Abstract

Major depressive disorder (MDD) is a common and disabling condition across the world. Selective serotonin reuptake inhibitors (SSRIs) and serotonin-norepinephrine reuptake inhibitors (SNRIs) are the most commonly used antidepressants. The objective of this study was to assess the cost-effectiveness [€ per quality-adjusted life year (QALY)] of all SSRIs and all SNRIs for the treatment of MDD in Italy. A decision analytic model was adapted from the Swedish Dental and Pharmaceutical Benefits agency model to reflect current clinical practice in the treatment of MDD in the largest Italian regions. This adaptation was possible thanks to the collaboration of an expert panel of Italian psychiatrists and health economists. The model evaluated patients with a first diagnosis of MDD and initiating an SSRI or an SNRI for the first time. The time horizon was 12 months. Efficacy and utility data for the model were retrieved from the literature and validated by the expert panel. Local data were considered for resource utilization and for treatment costs based on each regional health service perspective.

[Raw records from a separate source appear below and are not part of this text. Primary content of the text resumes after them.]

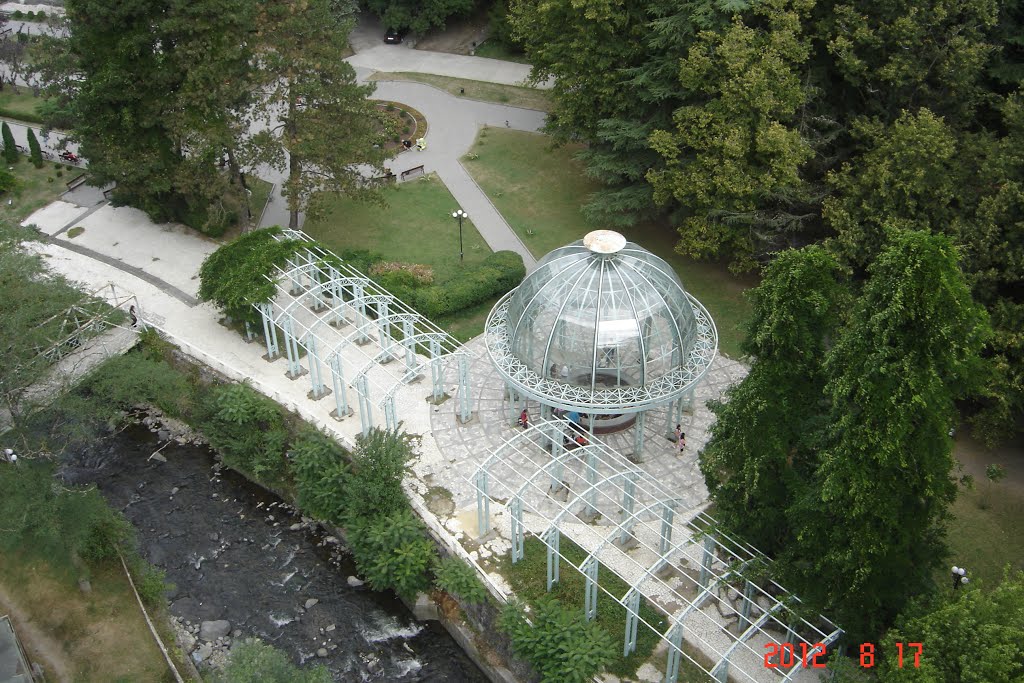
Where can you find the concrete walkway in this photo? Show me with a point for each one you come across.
(452, 127)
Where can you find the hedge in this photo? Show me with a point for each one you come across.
(498, 273)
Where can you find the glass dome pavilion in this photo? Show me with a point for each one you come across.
(604, 328)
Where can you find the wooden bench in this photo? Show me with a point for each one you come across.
(412, 173)
(77, 181)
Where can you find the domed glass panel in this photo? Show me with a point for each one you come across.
(601, 313)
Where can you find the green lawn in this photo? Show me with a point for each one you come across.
(540, 190)
(496, 50)
(19, 105)
(984, 540)
(416, 226)
(35, 187)
(514, 95)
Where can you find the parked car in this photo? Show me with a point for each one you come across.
(394, 36)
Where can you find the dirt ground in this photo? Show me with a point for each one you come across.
(76, 637)
(975, 457)
(460, 36)
(40, 647)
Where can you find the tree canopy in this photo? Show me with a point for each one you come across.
(750, 128)
(834, 455)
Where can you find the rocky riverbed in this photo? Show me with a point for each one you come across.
(244, 564)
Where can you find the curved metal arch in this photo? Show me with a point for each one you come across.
(619, 399)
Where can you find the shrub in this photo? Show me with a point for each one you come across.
(322, 475)
(127, 380)
(361, 259)
(255, 662)
(9, 147)
(391, 551)
(562, 646)
(35, 152)
(454, 575)
(233, 276)
(423, 274)
(151, 583)
(497, 274)
(378, 468)
(248, 429)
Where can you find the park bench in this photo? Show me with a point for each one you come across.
(412, 173)
(77, 181)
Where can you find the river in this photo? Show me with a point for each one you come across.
(235, 552)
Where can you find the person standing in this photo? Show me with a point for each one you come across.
(680, 439)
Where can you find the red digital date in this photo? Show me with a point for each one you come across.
(784, 655)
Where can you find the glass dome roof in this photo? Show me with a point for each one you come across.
(601, 313)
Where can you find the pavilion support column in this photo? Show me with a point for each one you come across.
(384, 331)
(359, 303)
(340, 391)
(518, 534)
(465, 400)
(632, 621)
(315, 371)
(436, 371)
(291, 349)
(482, 504)
(638, 429)
(629, 503)
(366, 409)
(408, 331)
(590, 567)
(269, 331)
(675, 653)
(667, 517)
(390, 416)
(551, 539)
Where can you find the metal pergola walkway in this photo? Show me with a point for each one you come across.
(340, 319)
(712, 589)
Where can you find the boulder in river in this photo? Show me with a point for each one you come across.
(212, 630)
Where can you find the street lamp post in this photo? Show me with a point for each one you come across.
(958, 575)
(460, 214)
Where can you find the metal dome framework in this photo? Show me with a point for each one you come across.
(605, 329)
(654, 548)
(317, 297)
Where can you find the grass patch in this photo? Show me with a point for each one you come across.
(468, 323)
(19, 105)
(986, 540)
(34, 190)
(539, 190)
(514, 95)
(102, 635)
(416, 226)
(494, 49)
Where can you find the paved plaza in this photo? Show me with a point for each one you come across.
(159, 264)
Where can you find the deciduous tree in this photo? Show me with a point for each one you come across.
(733, 162)
(762, 451)
(318, 126)
(871, 524)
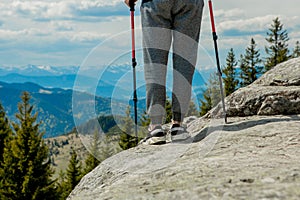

Population-weighted regional data were used to define a national model. Scenario simulations, one-way sensitivity analyses, and Monte Carlo simulations were performed to test the robustness of the model. The base case analysis showed that escitalopram was associated with a lower total cost (€ 1,562) and a larger health gain (QALYs) at 1 year (0.732) per patient and dominated the other treatment strategies since more QALYs were achieved at a lower total cost. Sensitivity analyses support the robustness of the model. The results indicate that escitalopram is the most cost-effective pharmacological treatment strategy for the Italian health service compared with other SSRIs and all SNRIs used in the first-line treatment of MDD.